By Lemma 9.5.3 (see product precategory), we have an induced functor $\mathbf{y} : A \to \mathit{Set}^{A^{op}}$ which we call the yoneda embedding.

## Properties

### Theorem 9.5.4 (The Yoneda Lemma)

For any precategory $A$, any $a:A$, and any functor $F: \mathit{Set}^{A^{op}}$, we have an isomorphism?

$hom_{\mathit{Set}^{A^{op}}}(\mathbf{y}a,F) \cong F a \qquad \qquad(9.5.5)$

Moreover this is natural in both $a$ and $F$.

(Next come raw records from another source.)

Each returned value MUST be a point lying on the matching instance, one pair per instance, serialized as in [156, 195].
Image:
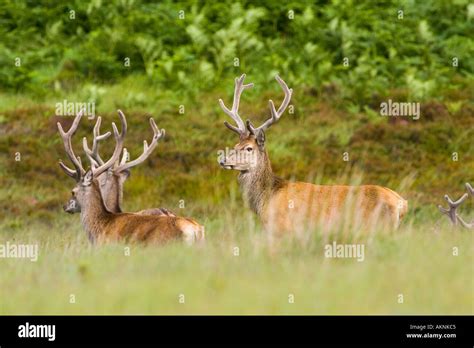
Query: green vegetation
[190, 62]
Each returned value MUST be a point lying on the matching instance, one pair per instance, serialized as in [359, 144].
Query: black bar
[289, 330]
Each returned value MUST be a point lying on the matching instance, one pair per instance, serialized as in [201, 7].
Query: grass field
[417, 261]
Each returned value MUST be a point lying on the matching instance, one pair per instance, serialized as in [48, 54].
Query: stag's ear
[87, 181]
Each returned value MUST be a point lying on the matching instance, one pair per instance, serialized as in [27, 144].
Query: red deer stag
[102, 226]
[285, 206]
[111, 182]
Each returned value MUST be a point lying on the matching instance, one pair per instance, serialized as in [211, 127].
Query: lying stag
[111, 181]
[285, 206]
[103, 225]
[453, 206]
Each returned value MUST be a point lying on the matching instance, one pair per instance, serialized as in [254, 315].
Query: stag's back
[301, 206]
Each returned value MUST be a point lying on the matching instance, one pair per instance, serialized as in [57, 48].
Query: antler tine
[469, 188]
[234, 112]
[119, 139]
[93, 154]
[464, 223]
[275, 115]
[66, 137]
[147, 150]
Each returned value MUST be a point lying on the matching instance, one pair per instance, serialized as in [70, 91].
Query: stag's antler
[79, 171]
[453, 205]
[93, 154]
[234, 112]
[119, 139]
[147, 150]
[275, 115]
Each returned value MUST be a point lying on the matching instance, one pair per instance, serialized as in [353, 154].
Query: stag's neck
[259, 184]
[112, 196]
[94, 214]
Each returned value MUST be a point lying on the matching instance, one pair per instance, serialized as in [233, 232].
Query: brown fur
[285, 206]
[104, 226]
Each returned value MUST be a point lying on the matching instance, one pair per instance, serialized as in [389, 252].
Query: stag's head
[110, 179]
[250, 153]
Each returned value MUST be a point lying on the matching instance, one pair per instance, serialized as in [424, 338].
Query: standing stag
[285, 206]
[453, 206]
[99, 222]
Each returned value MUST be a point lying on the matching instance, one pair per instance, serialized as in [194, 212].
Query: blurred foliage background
[187, 44]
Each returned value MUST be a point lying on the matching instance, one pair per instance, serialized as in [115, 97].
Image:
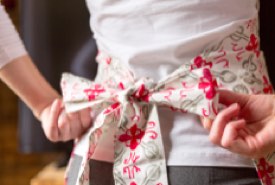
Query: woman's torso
[155, 37]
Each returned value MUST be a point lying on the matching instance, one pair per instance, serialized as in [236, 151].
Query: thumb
[228, 97]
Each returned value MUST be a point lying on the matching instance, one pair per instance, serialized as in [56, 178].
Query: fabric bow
[131, 106]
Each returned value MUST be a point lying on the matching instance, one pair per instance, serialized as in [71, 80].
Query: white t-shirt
[155, 37]
[11, 45]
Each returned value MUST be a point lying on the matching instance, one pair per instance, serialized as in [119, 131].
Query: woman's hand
[246, 126]
[61, 126]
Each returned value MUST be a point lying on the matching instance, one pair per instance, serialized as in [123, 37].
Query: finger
[228, 97]
[52, 125]
[218, 125]
[232, 139]
[207, 123]
[86, 118]
[231, 133]
[75, 124]
[64, 127]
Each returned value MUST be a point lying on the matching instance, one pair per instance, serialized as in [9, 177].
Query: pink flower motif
[208, 84]
[253, 45]
[268, 89]
[141, 93]
[200, 62]
[92, 93]
[265, 171]
[132, 137]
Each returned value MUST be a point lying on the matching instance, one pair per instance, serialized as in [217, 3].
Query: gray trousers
[101, 173]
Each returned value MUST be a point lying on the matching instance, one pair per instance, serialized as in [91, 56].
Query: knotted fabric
[118, 100]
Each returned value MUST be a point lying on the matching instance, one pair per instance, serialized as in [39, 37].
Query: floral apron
[129, 105]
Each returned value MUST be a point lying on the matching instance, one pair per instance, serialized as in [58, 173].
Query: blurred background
[58, 38]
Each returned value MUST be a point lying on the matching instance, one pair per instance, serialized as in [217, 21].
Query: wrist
[39, 108]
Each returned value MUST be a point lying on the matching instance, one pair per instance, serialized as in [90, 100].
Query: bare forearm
[25, 80]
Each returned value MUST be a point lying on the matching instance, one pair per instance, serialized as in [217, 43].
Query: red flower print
[265, 171]
[141, 93]
[253, 45]
[208, 84]
[268, 89]
[92, 93]
[200, 62]
[132, 137]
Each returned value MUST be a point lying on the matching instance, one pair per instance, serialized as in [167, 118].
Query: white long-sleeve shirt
[11, 45]
[155, 37]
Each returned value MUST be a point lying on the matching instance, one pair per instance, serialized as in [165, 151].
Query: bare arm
[22, 76]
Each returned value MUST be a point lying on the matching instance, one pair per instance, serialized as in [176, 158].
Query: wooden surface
[49, 175]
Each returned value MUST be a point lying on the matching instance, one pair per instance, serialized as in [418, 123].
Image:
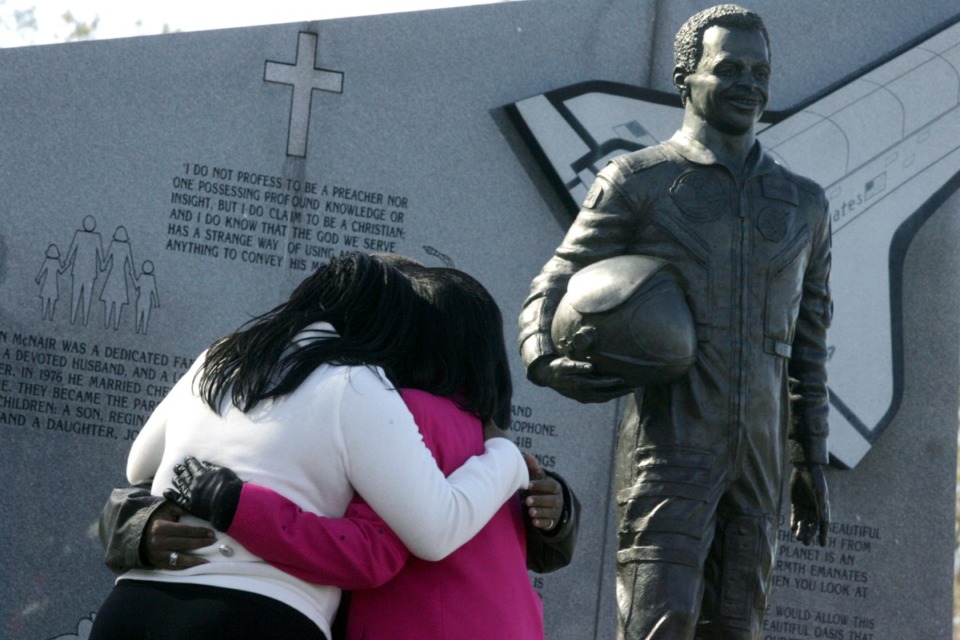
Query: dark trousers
[146, 610]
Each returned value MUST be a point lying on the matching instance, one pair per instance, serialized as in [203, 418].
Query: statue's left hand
[810, 504]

Proof. Given a natural transformation $\alpha : \mathbf{y}a \to F$, we can consider the component $\alpha_a : \mathbf{y}a(a) \to F a$. Since $\mathbf{y} a(a)\equiv hom_A(a,a)$, we have $1_a:\mathbf{y}a(a)$, so that $\alpha_a(1_a):F a$. This gives a function $\alpha \mapsto \alpha_a(1_a)$ from left to right in (9.5.5).

In the other direction, given $x: F a$, we define $\alpha : \mathbf{y} a \to F$ by

$\alpha_{a'}(f) \equiv F_{a,a'}(f)(x)$

Naturality is easy to check, so this gives a function from right to left in (9.5.5).

To show that these are inverses, first suppose given $x: F a$. Then with $\alpha$ defined as above, we have $\alpha : \mathbf{y}a \to F$ and define $x$ as above, then for any $f:hom_A(a',a)$ we have

\begin{aligned} \alpha_{a'}(f) &= \alpha_{a'}(\mathbf{y} a_{a,a'}(f)(1_a))\\ &= (\alpha_{a'} \circ \mathbf{y}a_{a,a'}(f))(1_a)\\ &= (F_{a,a'}(f) \circ \alpha_a)(1_a)\\ &= F_{a,a'}(f_(\alpha_a(1_a))\\ &= F_{a,a'}(f)(x). \end{aligned}

Thus, both composites are equal to identities. The proof of naturality follows from this. $\square$

### Corollary 9.5.6

The Yoneda embedding $\mathbf{y} : A \to \mathit{Set}^{A^{op}}$ is fully faithful.

Proof. By the Yoneda lemma, we have

$hom_{\mathit{Set}^{A^{op}}}(\mathbf{y}a,\mathbf{y}b) \cong \mathbf{y} b(a) \equiv hom_A(a,b)$

It is easy to check that this isomorphism is in fact the action of $\mathbf{y}$ on hom-sets. $\square$